Charles Stoke-Brown put the white carrier bag on the floor and fumbled for his key.

    He picked the bag up, pushed at the studio door and flicked on the light, a bare bulb in the centre of the ceiling. Something was wrong. He was an artist, not a tidy man, but he knew that the mess in the long, low studio was not all of his making. Drawers had been opened; the mattress on the unmade double bed in the corner had been tipped over; paintings that had been piled against the walls now carpeted the bare wooden floor. A small window pane had been broken to enable the intruder to open the larger window and climb in. He had been burgled.

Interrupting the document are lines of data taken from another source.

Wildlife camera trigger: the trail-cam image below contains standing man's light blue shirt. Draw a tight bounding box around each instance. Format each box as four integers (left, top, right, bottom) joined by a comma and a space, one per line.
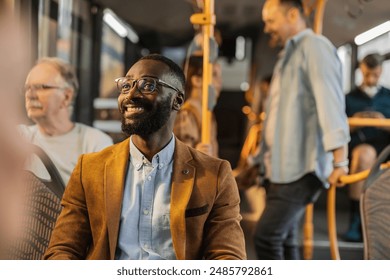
262, 29, 350, 186
115, 135, 176, 260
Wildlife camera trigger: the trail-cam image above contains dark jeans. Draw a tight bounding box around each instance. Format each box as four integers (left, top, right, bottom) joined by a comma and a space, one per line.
254, 173, 324, 260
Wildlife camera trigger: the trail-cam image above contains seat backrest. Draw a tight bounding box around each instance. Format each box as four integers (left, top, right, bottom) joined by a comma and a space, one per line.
360, 146, 390, 260
5, 147, 65, 260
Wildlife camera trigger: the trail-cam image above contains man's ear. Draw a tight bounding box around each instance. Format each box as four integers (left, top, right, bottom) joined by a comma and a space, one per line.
172, 92, 184, 111
64, 88, 74, 107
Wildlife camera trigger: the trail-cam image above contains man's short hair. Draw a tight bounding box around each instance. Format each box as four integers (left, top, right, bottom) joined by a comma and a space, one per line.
279, 0, 304, 15
361, 53, 383, 69
139, 54, 185, 94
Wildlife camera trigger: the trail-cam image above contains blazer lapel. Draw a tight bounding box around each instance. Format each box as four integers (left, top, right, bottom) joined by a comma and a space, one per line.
104, 138, 130, 260
170, 139, 196, 260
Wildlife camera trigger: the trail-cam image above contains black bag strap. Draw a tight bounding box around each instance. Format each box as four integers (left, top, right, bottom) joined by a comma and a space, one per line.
31, 144, 65, 198
363, 145, 390, 192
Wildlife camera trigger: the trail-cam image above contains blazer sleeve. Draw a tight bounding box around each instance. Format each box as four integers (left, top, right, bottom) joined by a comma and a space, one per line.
44, 156, 92, 260
204, 161, 246, 260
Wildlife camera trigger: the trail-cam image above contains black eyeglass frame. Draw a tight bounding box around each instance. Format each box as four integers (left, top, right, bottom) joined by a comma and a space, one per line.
114, 76, 182, 94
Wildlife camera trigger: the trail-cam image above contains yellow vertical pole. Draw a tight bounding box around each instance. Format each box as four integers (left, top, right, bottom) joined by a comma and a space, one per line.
190, 0, 215, 147
303, 0, 327, 260
202, 0, 214, 144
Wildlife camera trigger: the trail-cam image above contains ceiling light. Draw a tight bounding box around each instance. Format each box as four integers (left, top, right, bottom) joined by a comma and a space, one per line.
355, 20, 390, 46
103, 9, 139, 44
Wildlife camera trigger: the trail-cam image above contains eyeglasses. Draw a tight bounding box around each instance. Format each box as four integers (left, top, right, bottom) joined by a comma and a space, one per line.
115, 77, 181, 94
24, 84, 66, 92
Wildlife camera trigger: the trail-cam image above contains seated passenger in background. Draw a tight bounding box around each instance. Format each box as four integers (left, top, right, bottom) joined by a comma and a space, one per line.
45, 54, 246, 260
173, 55, 222, 157
344, 53, 390, 242
20, 57, 113, 185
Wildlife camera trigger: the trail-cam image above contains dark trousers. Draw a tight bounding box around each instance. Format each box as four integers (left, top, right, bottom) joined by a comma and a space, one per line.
254, 173, 324, 260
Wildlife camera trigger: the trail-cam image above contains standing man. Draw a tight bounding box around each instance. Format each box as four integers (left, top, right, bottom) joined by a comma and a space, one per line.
20, 57, 113, 185
45, 54, 246, 260
344, 53, 390, 242
254, 0, 349, 259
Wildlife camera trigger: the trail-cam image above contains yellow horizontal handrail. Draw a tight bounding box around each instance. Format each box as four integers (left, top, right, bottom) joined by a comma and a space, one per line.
348, 118, 390, 127
327, 161, 390, 260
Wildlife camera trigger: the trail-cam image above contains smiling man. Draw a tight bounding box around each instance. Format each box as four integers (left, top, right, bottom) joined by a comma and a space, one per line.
45, 55, 246, 260
254, 0, 349, 259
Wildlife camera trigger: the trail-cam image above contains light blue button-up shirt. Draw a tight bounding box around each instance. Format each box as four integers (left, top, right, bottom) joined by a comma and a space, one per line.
115, 136, 176, 260
262, 29, 350, 186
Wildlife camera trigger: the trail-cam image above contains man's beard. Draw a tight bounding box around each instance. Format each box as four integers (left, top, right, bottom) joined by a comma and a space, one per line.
122, 97, 171, 138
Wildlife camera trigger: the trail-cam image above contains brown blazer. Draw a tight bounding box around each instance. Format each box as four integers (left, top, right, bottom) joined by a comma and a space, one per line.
44, 139, 246, 259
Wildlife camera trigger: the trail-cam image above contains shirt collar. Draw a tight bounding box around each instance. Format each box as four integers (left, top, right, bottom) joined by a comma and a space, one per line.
285, 28, 313, 49
130, 134, 175, 171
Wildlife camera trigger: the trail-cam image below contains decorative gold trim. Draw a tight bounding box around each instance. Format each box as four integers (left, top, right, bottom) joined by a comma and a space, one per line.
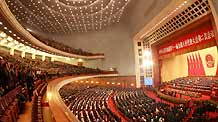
0, 0, 105, 59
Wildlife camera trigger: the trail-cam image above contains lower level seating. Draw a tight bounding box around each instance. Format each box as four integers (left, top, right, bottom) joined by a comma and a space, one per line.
0, 86, 21, 122
31, 83, 47, 122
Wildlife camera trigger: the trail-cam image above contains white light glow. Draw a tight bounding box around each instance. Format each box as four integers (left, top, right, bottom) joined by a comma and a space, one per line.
143, 60, 153, 67
144, 50, 151, 57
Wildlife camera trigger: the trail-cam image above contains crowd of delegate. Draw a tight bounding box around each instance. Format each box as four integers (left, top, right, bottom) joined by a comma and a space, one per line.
161, 77, 218, 98
0, 54, 102, 96
59, 83, 120, 122
31, 33, 104, 56
59, 82, 218, 122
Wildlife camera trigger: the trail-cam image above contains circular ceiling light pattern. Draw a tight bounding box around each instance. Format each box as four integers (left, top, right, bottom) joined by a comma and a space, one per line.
6, 0, 131, 34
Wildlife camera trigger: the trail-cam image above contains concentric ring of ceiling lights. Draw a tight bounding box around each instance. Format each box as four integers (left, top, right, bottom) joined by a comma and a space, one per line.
6, 0, 130, 33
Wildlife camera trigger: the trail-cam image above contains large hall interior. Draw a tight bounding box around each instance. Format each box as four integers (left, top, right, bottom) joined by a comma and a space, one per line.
0, 0, 218, 122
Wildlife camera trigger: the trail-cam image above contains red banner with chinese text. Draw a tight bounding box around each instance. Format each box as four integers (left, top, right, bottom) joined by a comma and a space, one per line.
158, 25, 215, 56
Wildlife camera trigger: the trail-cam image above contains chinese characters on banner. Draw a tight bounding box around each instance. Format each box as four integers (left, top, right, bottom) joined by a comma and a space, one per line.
158, 26, 215, 56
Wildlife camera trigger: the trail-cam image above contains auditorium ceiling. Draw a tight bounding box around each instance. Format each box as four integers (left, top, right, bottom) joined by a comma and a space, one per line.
5, 0, 131, 34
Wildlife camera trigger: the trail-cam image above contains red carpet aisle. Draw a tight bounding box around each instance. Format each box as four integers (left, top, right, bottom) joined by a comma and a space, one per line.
184, 106, 197, 122
108, 94, 130, 122
145, 91, 174, 106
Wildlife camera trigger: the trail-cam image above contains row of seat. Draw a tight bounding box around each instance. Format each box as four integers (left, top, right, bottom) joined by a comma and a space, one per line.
59, 83, 120, 122
0, 86, 21, 122
114, 89, 189, 122
31, 83, 47, 122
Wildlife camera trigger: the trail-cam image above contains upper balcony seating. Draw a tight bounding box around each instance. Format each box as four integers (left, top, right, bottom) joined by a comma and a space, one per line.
31, 33, 104, 56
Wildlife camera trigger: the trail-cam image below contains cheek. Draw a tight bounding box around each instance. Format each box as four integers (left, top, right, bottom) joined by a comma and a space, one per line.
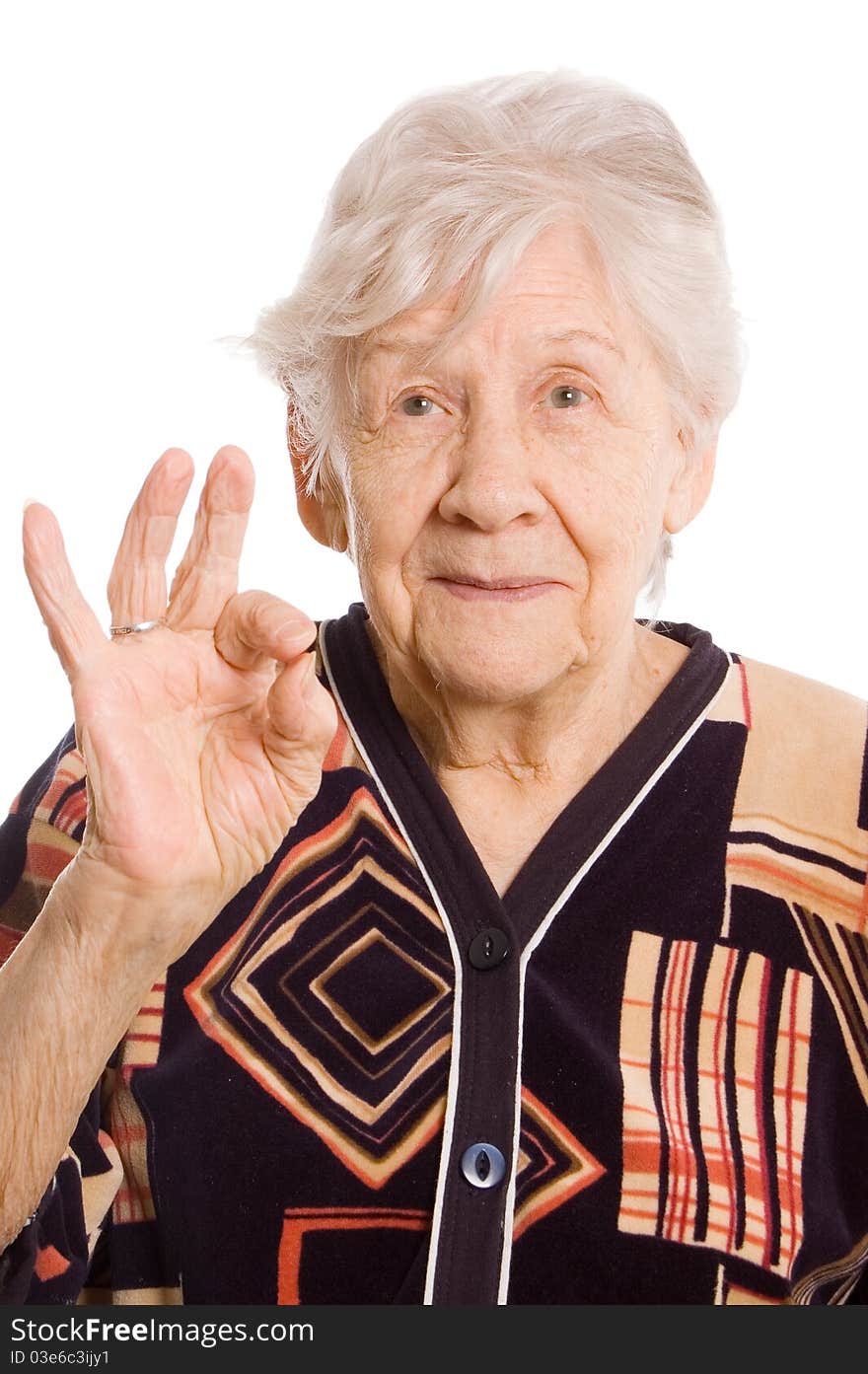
349, 463, 437, 574
559, 440, 664, 571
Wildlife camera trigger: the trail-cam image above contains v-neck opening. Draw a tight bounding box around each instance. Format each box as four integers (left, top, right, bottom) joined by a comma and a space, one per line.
325, 602, 729, 945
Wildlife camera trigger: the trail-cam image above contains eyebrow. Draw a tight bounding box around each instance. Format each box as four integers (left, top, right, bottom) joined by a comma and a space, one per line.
365, 328, 623, 360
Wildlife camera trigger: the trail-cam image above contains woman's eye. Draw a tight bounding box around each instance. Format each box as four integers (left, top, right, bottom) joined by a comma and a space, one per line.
399, 396, 442, 415
546, 386, 591, 411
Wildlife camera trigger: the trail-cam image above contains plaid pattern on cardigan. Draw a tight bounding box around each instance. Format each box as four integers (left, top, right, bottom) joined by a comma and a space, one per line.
0, 606, 868, 1304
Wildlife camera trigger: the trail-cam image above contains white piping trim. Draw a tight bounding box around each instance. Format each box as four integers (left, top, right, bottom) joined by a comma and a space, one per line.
319, 619, 462, 1307
497, 650, 732, 1305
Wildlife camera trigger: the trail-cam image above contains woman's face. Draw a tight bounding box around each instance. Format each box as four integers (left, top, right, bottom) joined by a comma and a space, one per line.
316, 227, 710, 705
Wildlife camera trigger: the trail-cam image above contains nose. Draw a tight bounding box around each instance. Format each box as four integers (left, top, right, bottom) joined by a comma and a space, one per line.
440, 412, 546, 533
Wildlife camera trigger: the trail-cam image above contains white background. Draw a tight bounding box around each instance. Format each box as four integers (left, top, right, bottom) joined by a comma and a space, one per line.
0, 0, 868, 815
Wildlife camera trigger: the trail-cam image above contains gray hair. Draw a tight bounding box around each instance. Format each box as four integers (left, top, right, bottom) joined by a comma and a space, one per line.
245, 69, 745, 605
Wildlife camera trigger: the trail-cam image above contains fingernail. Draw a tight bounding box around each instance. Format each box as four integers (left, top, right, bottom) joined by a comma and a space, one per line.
301, 654, 316, 698
277, 615, 316, 639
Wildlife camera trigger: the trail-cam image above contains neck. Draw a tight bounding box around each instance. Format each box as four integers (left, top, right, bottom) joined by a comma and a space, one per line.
368, 621, 688, 797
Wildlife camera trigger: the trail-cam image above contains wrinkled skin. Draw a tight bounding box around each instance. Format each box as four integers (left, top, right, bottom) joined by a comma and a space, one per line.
295, 225, 714, 782
24, 447, 336, 954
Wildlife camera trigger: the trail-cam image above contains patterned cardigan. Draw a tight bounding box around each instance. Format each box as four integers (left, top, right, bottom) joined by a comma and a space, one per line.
0, 605, 868, 1304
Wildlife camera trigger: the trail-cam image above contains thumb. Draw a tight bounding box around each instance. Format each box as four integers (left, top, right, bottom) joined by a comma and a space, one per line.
262, 653, 338, 821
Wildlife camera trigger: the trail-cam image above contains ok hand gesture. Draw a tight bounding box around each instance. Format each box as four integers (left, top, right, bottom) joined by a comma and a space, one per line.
24, 447, 336, 957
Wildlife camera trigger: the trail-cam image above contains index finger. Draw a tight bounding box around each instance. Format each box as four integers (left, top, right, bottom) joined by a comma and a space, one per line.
166, 444, 255, 629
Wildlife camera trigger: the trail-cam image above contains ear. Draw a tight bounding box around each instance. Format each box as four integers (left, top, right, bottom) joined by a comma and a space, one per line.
286, 409, 349, 553
664, 430, 717, 535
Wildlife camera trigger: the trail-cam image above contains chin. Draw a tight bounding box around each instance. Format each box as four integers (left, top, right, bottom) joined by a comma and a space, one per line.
426, 646, 568, 706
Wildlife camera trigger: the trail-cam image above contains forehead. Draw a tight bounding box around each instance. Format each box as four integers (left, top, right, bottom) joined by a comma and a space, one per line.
360, 225, 629, 364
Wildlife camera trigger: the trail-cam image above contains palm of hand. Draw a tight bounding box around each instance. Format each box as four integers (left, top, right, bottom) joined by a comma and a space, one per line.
25, 450, 335, 913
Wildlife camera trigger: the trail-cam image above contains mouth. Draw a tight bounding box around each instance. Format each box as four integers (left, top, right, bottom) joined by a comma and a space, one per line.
431, 573, 563, 602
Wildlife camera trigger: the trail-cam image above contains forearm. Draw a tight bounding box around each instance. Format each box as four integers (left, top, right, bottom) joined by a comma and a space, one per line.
0, 859, 189, 1249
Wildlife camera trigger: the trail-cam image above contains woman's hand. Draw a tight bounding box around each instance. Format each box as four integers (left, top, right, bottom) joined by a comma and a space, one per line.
24, 447, 336, 957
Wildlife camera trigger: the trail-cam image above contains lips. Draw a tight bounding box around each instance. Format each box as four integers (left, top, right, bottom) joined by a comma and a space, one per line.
433, 573, 563, 604
435, 573, 552, 592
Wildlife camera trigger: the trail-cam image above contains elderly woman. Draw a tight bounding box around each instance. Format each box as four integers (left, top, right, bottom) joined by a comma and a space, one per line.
0, 70, 868, 1304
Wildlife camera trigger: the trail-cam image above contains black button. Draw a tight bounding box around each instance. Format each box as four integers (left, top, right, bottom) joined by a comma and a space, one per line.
467, 926, 510, 969
462, 1140, 507, 1189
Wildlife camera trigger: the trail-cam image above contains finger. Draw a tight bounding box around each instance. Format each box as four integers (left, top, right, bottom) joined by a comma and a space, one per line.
22, 501, 108, 682
168, 444, 254, 629
262, 654, 338, 818
214, 591, 316, 668
108, 448, 193, 625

    Charles ran to an open drawer and made a swift search. The photographs had gone. He could feel his face flush red: there was no need to mention them to the police. He began to pick up the canvases from the floor and pile them against the walls, thinking he'd better report the break-in, if only for the insurance. But as far as he could see, very little had been taken. He reached inside the carrier bag he was still holding and drew out a small, framed sketch ... at least they hadn't got that; it had been with him, safe.

    He would tidy the studio and get the window mended in the morning, but at that moment he felt like walking. Walking to forget: to erase the evening's events from his mind. He would call the police later.

    He grabbed the door key and went out again into the misty night air. There were police car sirens -- quite close. Or was it an ambulance?

    He walked on, away from his home in the converted water mill at the far end of the village. Normally when he walked after midnight he had the place to himself, with only owls, screeching foxes and the occasional gaggle of drank or dragged-up local teenagers to spoil the peace of the sleeping village. Or, more recently, those new people at Worthy Court, with their loud music and weekend parties. But tonight was different.

    As he neared the church he spotted the small crowd of people, some seemingly in their nightclothes, standing by the lychgate, deep in speculative conversation. Then he saw the police cars.

    He turned, his heart pounding, and began to hurry back towards the mill, moths fluttering at his face, their ghostly wings illuminated by the full moon. A bat swooped from a tree, bringing him to a sudden halt.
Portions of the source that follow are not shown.